Installation, Improvisation, Celebration!posted on September 15th, 2010 by Pamela Vachon
As the lights went down to begin the performance of Here There Be Dragons at the Alexander Kasser Theater on Saturday evening, the children in the row behind me were instructed to use their “theater voices.” Rather than just the parental catch-all “inside voices,” this “theater voice” concept caused me to reflect on what makes up “typical” theater behavior. These protocols are challenged in Christopher Janney’s ongoing installation Everywhere Is the Best Seat (the title an homage to composer John Cage). The amphitheater next to the Kasser has been transformed into a sound and light installation that invites the audience member not only to presume that hers is the best seat, but actually to abandon that seat and to ignore the stage altogether and—if she doesn’t mind—to please participate.
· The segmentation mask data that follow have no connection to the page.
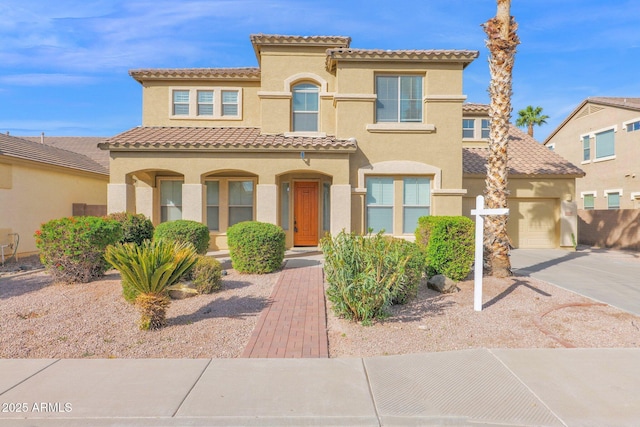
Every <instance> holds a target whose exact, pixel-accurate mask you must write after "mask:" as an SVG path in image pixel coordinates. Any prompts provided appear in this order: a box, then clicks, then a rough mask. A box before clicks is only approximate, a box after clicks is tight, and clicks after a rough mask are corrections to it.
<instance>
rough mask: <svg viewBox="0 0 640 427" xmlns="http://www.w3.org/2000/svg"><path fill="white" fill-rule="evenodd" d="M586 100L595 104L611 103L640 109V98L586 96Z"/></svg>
mask: <svg viewBox="0 0 640 427" xmlns="http://www.w3.org/2000/svg"><path fill="white" fill-rule="evenodd" d="M587 101H588V102H593V103H596V104H604V105H611V106H614V107H622V108H628V109H630V110H640V98H624V97H611V96H592V97H589V98H587Z"/></svg>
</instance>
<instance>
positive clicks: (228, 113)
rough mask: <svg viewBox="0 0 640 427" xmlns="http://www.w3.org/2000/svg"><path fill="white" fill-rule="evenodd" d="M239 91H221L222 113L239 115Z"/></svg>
mask: <svg viewBox="0 0 640 427" xmlns="http://www.w3.org/2000/svg"><path fill="white" fill-rule="evenodd" d="M239 93H240V92H239V91H237V90H223V91H222V103H221V105H222V111H221V113H222V115H223V116H225V117H237V116H239V115H240V114H239V111H240V110H239V99H238V98H239V96H238V95H239Z"/></svg>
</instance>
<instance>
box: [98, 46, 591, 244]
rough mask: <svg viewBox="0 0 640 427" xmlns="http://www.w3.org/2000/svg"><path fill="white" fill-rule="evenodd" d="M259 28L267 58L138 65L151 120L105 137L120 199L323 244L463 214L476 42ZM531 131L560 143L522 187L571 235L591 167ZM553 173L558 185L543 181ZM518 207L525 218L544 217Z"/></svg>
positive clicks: (516, 222)
mask: <svg viewBox="0 0 640 427" xmlns="http://www.w3.org/2000/svg"><path fill="white" fill-rule="evenodd" d="M251 43H252V45H253V48H254V50H255V54H256V57H257V60H258V64H259V66H258V67H256V68H210V69H141V70H133V71H131V72H130V74H131V76H132V77H133V78H134V79H136V80H137V81H138V82H139V83H140V84H141V85H142V88H143V89H142V91H143V123H142V126H141V127H138V128H134V129H131V130H129V131H126V132H124V133H122V134H119V135H116V136H115V137H113V138H110V139H108V140H107V141H106V142H105V143H104V144H101V148H103V149H107V150H109V151H110V156H111V163H110V173H111V180H110V183H109V186H108V209H109V211H110V212H116V211H132V212H137V213H142V214H145V215H147V216H148V217H150V218H152V220H153V222H154V223H156V224H157V223H159V222H162V221H168V220H173V219H178V218H183V219H190V220H195V221H199V222H202V223H205V224H207V225H208V226H209V229H210V232H211V236H212V240H211V248H212V249H219V248H225V247H226V230H227V229H228V227H230V226H231V225H233V224H235V223H238V222H240V221H244V220H258V221H264V222H270V223H274V224H278V225H280V226H281V227H282V228H283V229H284V230H285V231H286V234H287V245H288V246H289V247H292V246H315V245H317V244H318V241H319V239H320V238H321V237H322V235H323V234H324V233H325V232H331V233H337V232H339V231H340V230H343V229H344V230H347V231H355V232H358V233H366V232H367V230H369V229H371V230H373V231H378V230H385V232H386V233H389V234H392V235H395V236H406V237H408V238H410V236H412V235H413V232H414V230H415V228H416V224H417V219H418V218H419V217H420V216H424V215H461V214H463V206H465V209H466V207H468V205H469V200H473V198H474V197H475V196H476V195H477V194H481V193H482V185H481V182H482V179H481V177H480V175H481V174H482V173H483V172H484V169H483V168H484V166H483V162H484V160H483V155H484V153H485V152H486V145H487V143H486V135H485V134H484V130H485V128H486V125H487V124H488V110H487V109H486V106H484V107H477V108H476V107H465V108H463V103H464V100H465V99H466V97H465V96H464V94H463V91H462V77H463V70H464V69H465V67H466V66H467V65H469V64H470V63H471V62H472V61H473V60H474V59H475V58H476V57H477V56H478V52H476V51H468V50H417V51H403V50H400V51H387V50H370V49H354V48H351V47H350V43H351V40H350V38H349V37H335V36H311V37H303V36H281V35H264V34H258V35H252V36H251ZM463 109H464V110H465V111H466V112H465V113H463ZM463 115H465V118H464V120H463ZM471 118H473V120H474V125H475V120H476V119H477V126H478V128H477V129H475V128H474V130H473V132H474V133H473V135H471V134H470V133H469V132H470V129H471V122H470V121H468V120H470V119H471ZM463 125H464V126H463ZM518 135H520V134H518ZM518 135H516V139H517V138H520V139H522V140H524V139H523V138H521V137H520V136H518ZM463 140H464V141H465V146H467V148H465V149H468V150H471V151H470V152H469V153H471V154H470V155H469V156H467V155H466V154H465V156H467V157H469V161H470V162H471V163H469V165H470V169H469V171H466V170H465V168H466V166H465V167H463ZM526 143H527V144H529V145H531V144H533V145H534V146H537V148H540V150H542V152H543V153H549V155H548V156H547V155H546V154H544V155H541V156H536V157H539V158H534V159H530V161H529V163H532V164H535V165H534V167H531V168H528V169H527V170H526V171H524V173H523V175H522V176H523V177H525V179H526V180H528V181H527V183H526V185H525V186H524V187H526V188H524V187H523V189H522V195H521V196H522V198H523V200H524V199H525V198H529V199H531V200H533V199H536V200H537V199H548V200H547V201H549V203H550V204H549V206H550V207H549V209H547V210H545V211H544V212H543V213H542V215H547V216H548V217H549V218H548V219H549V221H550V222H551V223H552V224H551V229H545V233H546V234H547V235H549V237H547V239H546V241H545V245H548V246H549V247H558V246H570V238H569V237H568V236H570V235H571V233H572V232H574V230H575V224H574V223H575V221H574V222H571V221H568V222H566V221H562V220H561V214H562V212H566V211H570V209H565V210H563V211H561V202H562V203H571V197H572V194H573V192H574V191H575V188H574V181H575V177H576V176H580V175H581V173H582V172H581V171H580V170H579V169H577V168H575V167H574V166H573V165H571V164H569V163H568V162H566V161H565V160H564V159H562V158H560V157H559V156H557V155H556V154H554V153H551V152H549V150H546V149H545V148H544V147H542V146H540V144H537V143H536V142H535V141H534V140H532V139H527V140H526ZM524 151H526V150H524ZM516 152H519V151H518V150H516ZM549 156H551V157H552V159H551V161H552V162H553V163H554V164H556V166H557V167H556V168H555V169H553V170H551V171H549V170H545V169H544V164H545V162H546V161H547V160H549ZM554 156H555V157H554ZM525 163H526V162H525ZM465 165H466V161H465ZM478 168H480V169H483V170H482V171H479V169H478ZM545 174H546V175H545ZM544 178H550V179H556V181H557V183H558V186H555V187H553V188H550V187H549V186H547V187H545V186H540V185H538V184H537V183H534V182H533V181H536V182H538V181H541V180H543V179H544ZM469 186H470V187H472V188H468V187H469ZM518 191H519V190H518ZM516 196H517V195H516ZM574 211H575V209H574ZM574 214H575V213H574ZM520 216H521V218H520V219H518V220H517V221H516V222H514V223H515V224H516V226H517V225H518V224H519V223H520V222H522V223H525V222H527V223H529V222H532V221H537V220H538V219H539V218H531V217H530V216H529V215H528V214H526V213H522V214H521V215H520ZM514 218H518V215H514ZM529 220H531V221H529ZM545 224H546V223H545ZM525 241H526V239H522V242H525ZM567 242H569V243H567Z"/></svg>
For Disembodied Instruments, a concert within the installation, Janney added another dimension to the experience by shifting the perspective back to the forefront stage. With an impressive lineup of guest musicians, he orchestrated and improvised the interplay of sound between a contemporary jazz ensemble, a doo-wop a cappella group, and the sentinel, motion-sensitive sound posts of his installation.
Further utilizing Cage’s concept of Chance Music, Janney all but rolled actual dice, pointing and gesturing on the fly to determine who or what should be sounding off, himself taking to the stage on occasion to beat-box with the members of the a cappella group The Persuasions (a favorite of mine since Spike Lee’s “Do It a Cappella” of the early 1990s). The installation itself took a back seat to the activity on the stage for most of the concert, only engaged for a brief, but thrilling, cacophonic interlude mid-concert but otherwise silent among the audience like a diligent corps of ushers, at the ready to remind us to use our theater voices.
At the conclusion of Janney’s mix-master concert, the stage was again erased, the animal noises of the installation an amusing soundtrack to the crowd filing out of the amphitheater, its flashbulbs against the night sky like paparazzi for a red-carpet parade. It was a fitting event to kick off and celebrate Peak Performances 2010-2011 season, reminding us that structure and the selective abandonment of structure are both needed for the vitality of art.
Pamela Vachon works for Cedar Lake Contemporary Ballet in New York City and is an emerging freelance writer.